# Changing gears rewinds audio



## Threedom (Aug 3, 2020)

So, now when I change gears, my streaming audio jumps back a second or two. Anyone else?


----------



## garsh (Apr 4, 2016)

Gears?

What are these "gears" that you believe you are changing?


----------



## SoFlaModel3 (Apr 15, 2017)

Gears.... we don’t need no stinking gears 🤣


----------



## Bigriver (Jan 26, 2018)

I assume the OP is probably referring to switching between Park, Reverse, Drive....? I don’t typically have audio on at that point, so haven’t noticed any skipping back.


----------



## garsh (Apr 4, 2016)

Bigriver said:


> I assume the OP is probably referring to switching between Park, Reverse, Drive....? I don't typically have audio on at that point, so haven't noticed any skipping back.


Oh, duh, yeah, I should have guessed that. Mea culpa! :blush:

I'm always streaming slacker in my car, and I've never noticed that type of behavior.


----------



## Needsdecaf (Dec 27, 2018)

Yes, I have noticed this for about a month now, if I am streaming a podcast on TuneIn. Going from P to R and R to D seem to cause different jumps too.


----------



## garsh (Apr 4, 2016)

Needsdecaf said:


> Yes, I have noticed this for about a month now, if I am streaming a podcast on TuneIn.


@Threedom, when you say "streaming", are you using slacker or tunein?


----------



## NOGA$4ME (Sep 30, 2016)

Yes, it's been doing that for awhile. Unfortunately sometimes it skips ahead.


----------



## Threedom (Aug 3, 2020)

garsh said:


> Oh, duh, yeah, I should have guessed that. Mea culpa! :blush:
> 
> I'm always streaming slacker in my car, and I've never noticed that type of behavior.





Needsdecaf said:


> Yes, I have noticed this for about a month now, if I am streaming a podcast on TuneIn. Going from P to R and R to D seem to cause different jumps too.


Exactly. Very strange.


----------



## garsh (Apr 4, 2016)

Threedom said:


> Exactly. Very strange.


Do you use TuneIn or Slacker?


----------



## Perdi_5 (Aug 9, 2019)

I've noticed it happening when using TuneIn since 2020.24.6.4 and the update that added playback speed options for "TuneIn Radio Improvements".
It doesn't happen in Spotify, or "Streaming" LiveXLive (formerly Slacker").


----------



## pyjamasam (Feb 25, 2020)

I am hearing the same issue, specifically when the kids (Ya the kids, totally the kids) are doing Caraoke. I don't hear the issue when using Slacker ("Streaming" or LiveXLive or what ever its called this month) or Spotify. I haven't checked TuneIn (I will on my drive home today).


----------



## eagleco (Dec 10, 2018)

I've noticed this also, along with occasionally losing my spot in a podcast (on TuneIn) between drives. Not a big deal for songs but annoying when you're in the middle of an hour long podcast. Hoping it'll be resolved in 2020.40 (this is week 40 at least 🤞). I alternate between using native TuneIn and pocketcasts on my phone. A 3rd party "app store" will be great if/when it happens.


----------



## NOGA$4ME (Sep 30, 2016)

eagleco said:


> I alternate between using native TuneIn and pocketcasts on my phone.
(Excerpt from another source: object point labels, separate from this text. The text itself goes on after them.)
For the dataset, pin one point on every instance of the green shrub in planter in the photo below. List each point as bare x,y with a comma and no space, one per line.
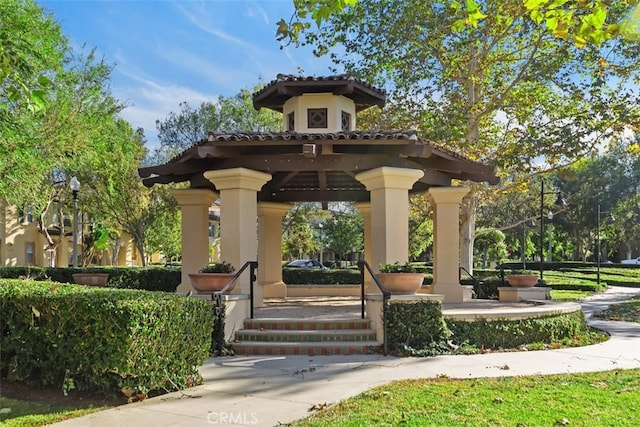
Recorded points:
102,339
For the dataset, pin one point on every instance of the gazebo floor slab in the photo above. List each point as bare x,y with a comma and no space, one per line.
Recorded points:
345,307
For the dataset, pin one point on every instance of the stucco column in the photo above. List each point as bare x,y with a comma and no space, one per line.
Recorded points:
238,218
446,240
389,209
270,249
194,205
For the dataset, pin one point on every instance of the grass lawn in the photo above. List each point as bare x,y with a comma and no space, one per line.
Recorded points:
628,311
31,413
595,399
567,295
30,406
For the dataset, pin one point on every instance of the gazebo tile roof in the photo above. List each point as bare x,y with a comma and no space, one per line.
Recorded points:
382,136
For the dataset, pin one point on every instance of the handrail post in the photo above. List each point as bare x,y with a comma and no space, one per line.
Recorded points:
361,267
386,295
252,279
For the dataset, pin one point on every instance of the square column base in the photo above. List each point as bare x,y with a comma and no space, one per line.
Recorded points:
513,294
237,309
274,290
453,292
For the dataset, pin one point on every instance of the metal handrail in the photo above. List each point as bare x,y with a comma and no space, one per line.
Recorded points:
216,296
386,295
461,269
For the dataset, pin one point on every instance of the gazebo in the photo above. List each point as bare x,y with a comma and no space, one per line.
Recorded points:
319,157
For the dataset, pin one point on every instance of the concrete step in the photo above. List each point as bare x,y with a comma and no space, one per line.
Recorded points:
273,335
261,348
306,324
308,337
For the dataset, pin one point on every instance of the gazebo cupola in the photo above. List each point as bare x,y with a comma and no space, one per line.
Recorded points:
318,104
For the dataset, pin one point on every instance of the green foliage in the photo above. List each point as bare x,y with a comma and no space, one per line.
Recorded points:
298,238
416,328
344,232
496,334
150,279
102,339
219,267
25,60
396,267
301,276
180,130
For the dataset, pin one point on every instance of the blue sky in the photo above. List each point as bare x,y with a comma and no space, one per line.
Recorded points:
169,51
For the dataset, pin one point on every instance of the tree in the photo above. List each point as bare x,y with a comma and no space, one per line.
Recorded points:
344,231
31,47
583,21
79,134
179,131
164,229
298,239
420,226
503,90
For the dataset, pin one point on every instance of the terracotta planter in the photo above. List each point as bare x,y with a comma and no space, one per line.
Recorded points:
92,279
207,283
401,283
522,280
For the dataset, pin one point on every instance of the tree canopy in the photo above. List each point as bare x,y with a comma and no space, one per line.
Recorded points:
79,132
502,88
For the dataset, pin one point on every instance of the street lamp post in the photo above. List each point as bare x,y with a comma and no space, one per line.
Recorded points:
598,220
530,223
559,202
320,226
75,188
550,252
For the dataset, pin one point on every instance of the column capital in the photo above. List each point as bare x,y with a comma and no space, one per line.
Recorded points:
388,177
447,194
194,196
237,178
363,207
273,208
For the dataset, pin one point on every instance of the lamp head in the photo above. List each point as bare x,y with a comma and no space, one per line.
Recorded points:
560,201
74,184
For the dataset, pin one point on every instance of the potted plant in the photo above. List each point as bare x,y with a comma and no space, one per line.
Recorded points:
400,279
212,278
522,278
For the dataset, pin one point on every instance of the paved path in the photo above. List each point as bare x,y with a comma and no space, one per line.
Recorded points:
266,391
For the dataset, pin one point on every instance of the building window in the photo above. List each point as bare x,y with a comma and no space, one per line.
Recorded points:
30,253
346,121
317,118
291,121
25,216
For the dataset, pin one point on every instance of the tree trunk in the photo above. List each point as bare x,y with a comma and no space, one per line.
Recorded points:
467,230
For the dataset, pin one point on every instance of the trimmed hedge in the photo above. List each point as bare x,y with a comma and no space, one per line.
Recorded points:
497,334
102,339
416,328
150,279
303,276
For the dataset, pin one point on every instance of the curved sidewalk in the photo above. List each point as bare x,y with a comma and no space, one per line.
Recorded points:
266,391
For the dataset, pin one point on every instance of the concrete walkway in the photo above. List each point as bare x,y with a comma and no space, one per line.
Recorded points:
266,391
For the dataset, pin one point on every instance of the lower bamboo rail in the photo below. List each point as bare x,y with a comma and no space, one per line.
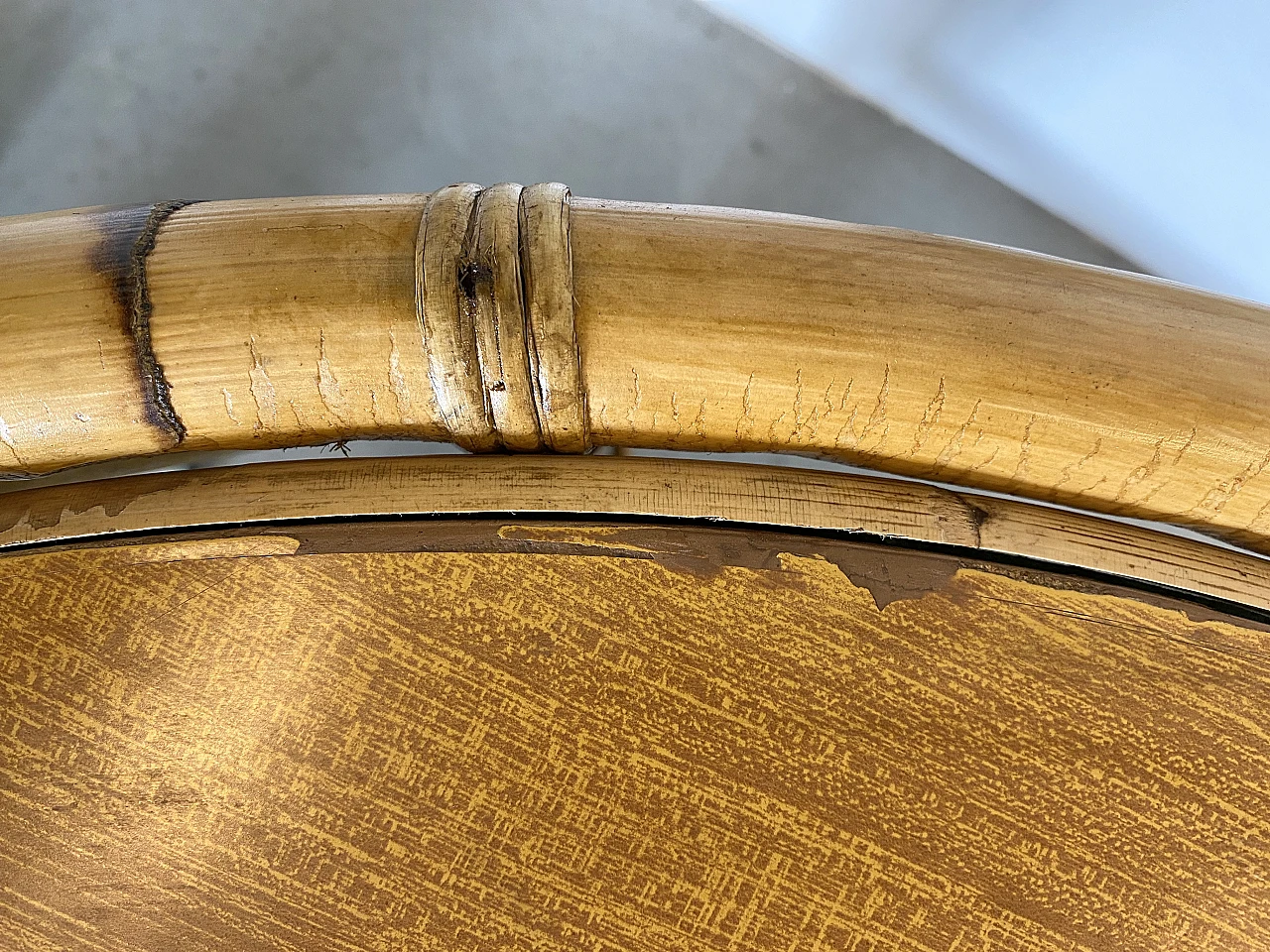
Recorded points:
603,486
527,318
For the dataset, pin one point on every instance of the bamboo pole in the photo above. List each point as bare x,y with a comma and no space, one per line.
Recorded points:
300,321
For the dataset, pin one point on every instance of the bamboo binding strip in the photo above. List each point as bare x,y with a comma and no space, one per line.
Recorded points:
525,318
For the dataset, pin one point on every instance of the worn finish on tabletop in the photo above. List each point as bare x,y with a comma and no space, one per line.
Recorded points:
619,740
631,486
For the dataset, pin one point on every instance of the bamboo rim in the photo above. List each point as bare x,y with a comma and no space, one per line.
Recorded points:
512,318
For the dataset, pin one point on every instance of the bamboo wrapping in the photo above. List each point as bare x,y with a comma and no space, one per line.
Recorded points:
576,321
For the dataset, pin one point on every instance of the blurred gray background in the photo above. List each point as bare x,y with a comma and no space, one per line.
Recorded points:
107,102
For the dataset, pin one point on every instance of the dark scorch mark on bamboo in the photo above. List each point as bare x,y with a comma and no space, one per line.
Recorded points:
128,238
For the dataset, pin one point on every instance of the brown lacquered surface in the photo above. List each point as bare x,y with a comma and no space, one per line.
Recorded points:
617,738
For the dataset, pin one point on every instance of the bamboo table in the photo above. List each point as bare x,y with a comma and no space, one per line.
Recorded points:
535,698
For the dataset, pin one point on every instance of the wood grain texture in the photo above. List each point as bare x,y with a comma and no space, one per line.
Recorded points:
631,486
295,321
633,748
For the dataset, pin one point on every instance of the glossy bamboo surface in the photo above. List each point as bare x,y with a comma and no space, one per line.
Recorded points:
280,322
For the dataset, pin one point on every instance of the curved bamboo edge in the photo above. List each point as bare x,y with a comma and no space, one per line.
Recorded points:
526,318
599,486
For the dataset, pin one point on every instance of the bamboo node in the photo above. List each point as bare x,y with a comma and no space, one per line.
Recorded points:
494,299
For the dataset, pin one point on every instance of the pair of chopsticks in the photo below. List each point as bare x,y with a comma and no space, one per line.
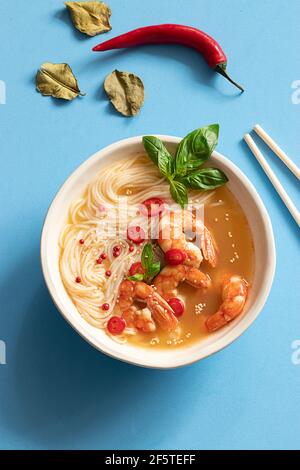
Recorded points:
268,170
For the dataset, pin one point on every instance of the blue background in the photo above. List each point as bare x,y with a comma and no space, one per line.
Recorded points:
56,390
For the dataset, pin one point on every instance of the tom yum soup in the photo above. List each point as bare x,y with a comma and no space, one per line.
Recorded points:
158,251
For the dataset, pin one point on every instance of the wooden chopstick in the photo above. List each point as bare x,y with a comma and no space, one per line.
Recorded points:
273,178
277,150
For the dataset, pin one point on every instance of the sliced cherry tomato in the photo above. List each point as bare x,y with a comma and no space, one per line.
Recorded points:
136,234
177,306
136,268
116,325
175,256
152,206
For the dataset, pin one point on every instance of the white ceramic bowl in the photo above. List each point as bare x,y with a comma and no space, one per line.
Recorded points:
264,255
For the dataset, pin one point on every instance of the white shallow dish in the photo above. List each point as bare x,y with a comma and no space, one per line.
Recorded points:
265,260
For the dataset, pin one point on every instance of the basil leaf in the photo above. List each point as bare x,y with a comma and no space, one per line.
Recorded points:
159,155
179,192
207,178
136,277
152,271
147,256
196,148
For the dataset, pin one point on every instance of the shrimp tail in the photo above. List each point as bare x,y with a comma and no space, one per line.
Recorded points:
234,294
162,312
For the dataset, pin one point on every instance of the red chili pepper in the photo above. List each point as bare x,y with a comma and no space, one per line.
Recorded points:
136,268
173,34
175,256
116,325
152,207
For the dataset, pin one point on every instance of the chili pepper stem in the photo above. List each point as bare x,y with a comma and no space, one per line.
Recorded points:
221,69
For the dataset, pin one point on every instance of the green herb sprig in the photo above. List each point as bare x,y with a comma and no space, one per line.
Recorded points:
183,171
150,265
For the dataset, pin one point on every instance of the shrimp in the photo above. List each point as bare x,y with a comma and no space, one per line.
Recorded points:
172,235
158,307
234,296
170,277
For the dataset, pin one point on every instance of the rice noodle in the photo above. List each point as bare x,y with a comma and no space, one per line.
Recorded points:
135,179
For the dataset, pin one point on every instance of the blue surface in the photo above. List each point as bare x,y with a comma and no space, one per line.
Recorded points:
58,392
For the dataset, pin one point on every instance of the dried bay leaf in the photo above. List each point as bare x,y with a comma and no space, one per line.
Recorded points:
57,80
90,18
126,92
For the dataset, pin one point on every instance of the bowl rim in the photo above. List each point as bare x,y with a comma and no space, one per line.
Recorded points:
232,335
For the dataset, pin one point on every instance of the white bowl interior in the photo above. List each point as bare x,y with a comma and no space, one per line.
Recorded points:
161,358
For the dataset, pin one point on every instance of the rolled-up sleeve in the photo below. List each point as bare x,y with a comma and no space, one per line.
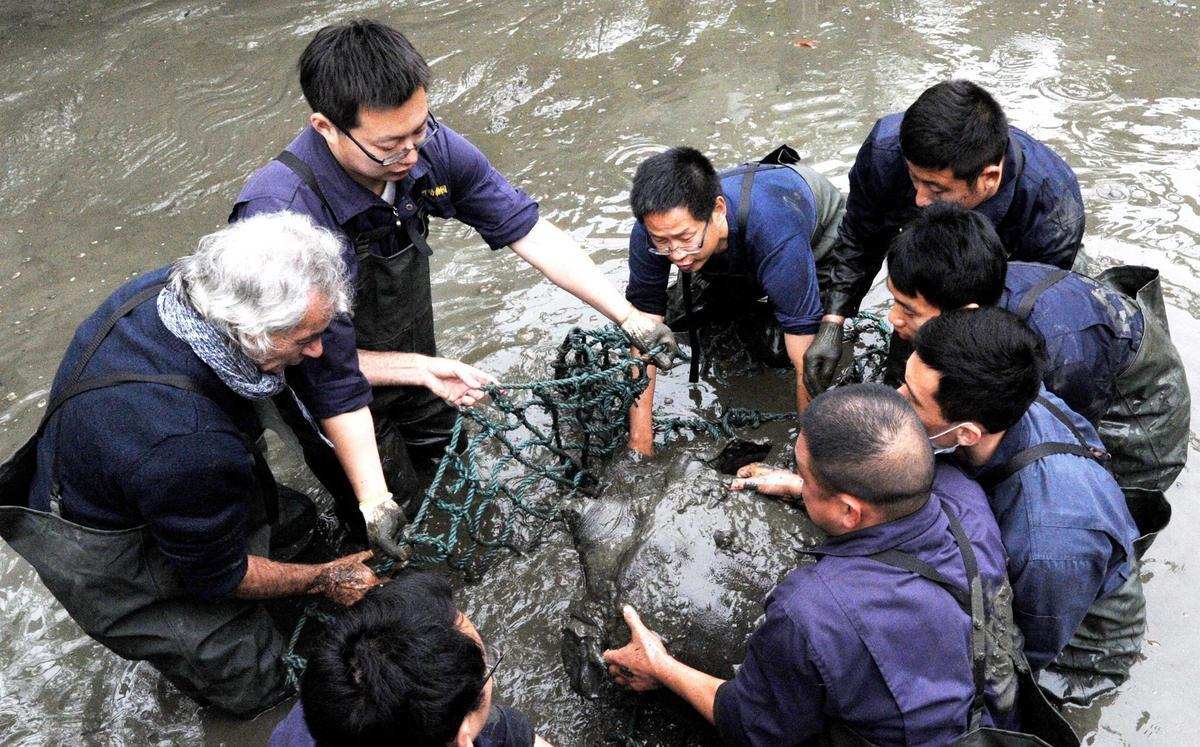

Actually I must say that TuneIn behavior has VASTLY improved in the past few months. I used to do the same (using the native app vs. using an app on my phone) because TuneIn was horrible. Yes, it barely worked with episodes over an hour, and it would not remember its place.

Now it not only has been working quite reliably, but if you change audio sources or even listen to a different podcast and come back to the original one it seems to remember where you left off.

It's not perfect yet, but the fails are getting pretty rare. About the only major complaint I have with it is that it insists on moving to the next OLDER episode at the conclusion of an episode, so I have to manually go back to the episode list and select the next NEWER episode. But truth be told, even standalone podcast apps on my phone do the same kind of thing.


----------



## Threedom (Aug 3, 2020)

garsh said:


> Do you use TuneIn or Slacker?


I use TuneIn and Spotify - both have this issue.


----------



## Perdi_5 (Aug 9, 2019)

As far as I can tell this seems to have been resolved as of 2020.40.4. At least on my M3-MR.


----------



## NOGA$4ME (Sep 30, 2016)

Perdi_5 said:


> As far as I can tell this seems to have been resolved as of 2020.40.4. At may on my M3-MR.


I think I have noticed that as well (although I have been doing almost no driving lately).

However, at one point when I shifted into gear the episode I was listening to completely started over...same behavior I had gotten "used to" in the past. So one step forward, one step back...


----------